Bazı Müslüman gruplar basına verdikleri demeçlerde, polis ve istihbarat servisi tarafından takip edildiklerini, özel hayatları hakkında bilgi toplanıldığını ve sürekli gözetim altında bulunduklarını belirttiler. 11 Eylül sonrası tüm dünyada gözle görünür biçimde artış gösteren İslam fobisi, Kanada ‘da da birçok insanın yaşam alanının daralmasına ve devlet ve toplum tarafından psikolojik olarak taciz edilmesine sebep olmuştu. 2004 yılında da hiçbir suç işlemedikleri halde, sadece inançları ve etnik kökenleri itibariyle ‘tehlike’ olarak nitelendirilen bu insanlara karşı hukuki olmayan birçok uygulama tespit edildi. Bazı Ortadoğu kökenli vatandaşların, herhangi bir yargı işlemine tabi tutulmadan dört yıl boyunca tutuklu kalması bu uygulamalardan bir tanesiydi. Ayrıca özellikle Kanada’nın Guantanamosu olarak bilinen Toronto Batı Hapishanesi ve bazı gözaltı merkezlerinde tutuklulara psikolojik ve fiziksel işkence yapıldığı da gelen haberler arasındaydı.

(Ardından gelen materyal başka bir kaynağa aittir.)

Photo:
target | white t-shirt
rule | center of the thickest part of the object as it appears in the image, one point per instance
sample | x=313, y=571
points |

Devletin uyguladığı bu politikalar Müslüman gruplara yönelik toplum baskısını teşvik eder nitelikteydi. Nitekim, Canadian Press ‘in yaptığı habere göre bazı bölgelerde başörtülü kadınlara yönelik tacizlerin yaşandığı, bazı camiilerin özellikle Ramazan ayında saldırıya uğrayıp hasar gördüğü ve cemaatlere sık sık tehdit telefonları geldiği tespit edildi.

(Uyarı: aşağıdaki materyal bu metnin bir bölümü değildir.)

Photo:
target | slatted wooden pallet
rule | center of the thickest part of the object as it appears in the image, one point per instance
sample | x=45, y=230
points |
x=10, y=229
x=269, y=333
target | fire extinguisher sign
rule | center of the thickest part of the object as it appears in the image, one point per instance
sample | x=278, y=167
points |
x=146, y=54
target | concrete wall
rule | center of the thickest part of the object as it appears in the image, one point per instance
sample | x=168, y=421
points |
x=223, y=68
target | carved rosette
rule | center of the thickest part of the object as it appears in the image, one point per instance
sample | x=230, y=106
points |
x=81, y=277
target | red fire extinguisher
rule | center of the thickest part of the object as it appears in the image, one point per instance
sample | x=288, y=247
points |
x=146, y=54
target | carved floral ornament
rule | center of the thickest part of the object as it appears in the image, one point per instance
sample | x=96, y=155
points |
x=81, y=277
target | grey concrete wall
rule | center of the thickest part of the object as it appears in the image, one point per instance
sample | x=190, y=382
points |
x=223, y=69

2004 yılında, Kanada, çocuklara uygulanan şiddetin cezai müeyyidesini kaldıran yasa ile de gündeme geldi. BBC’de yer alan habere göre, Kanada Anayasa Mahkemesi, ailelerin çocuklarını disiplin altına almak için kullandığı şiddetin suç kapsamına girmeyeceğini açıkladı. Bu açıklama, ailelere verilen şiddet kullanma izninin suiistimallere sebep olacağı, şiddetin tam ölçüsünün belirlenemeyeceği ve çocukların sorumsuz anne babaların elinde zarar göreceği endişesine sebep oldu. Kanada’da bu sene yoğun hak ihlallerine sahne olan bir başka alan kadın haklarıydı.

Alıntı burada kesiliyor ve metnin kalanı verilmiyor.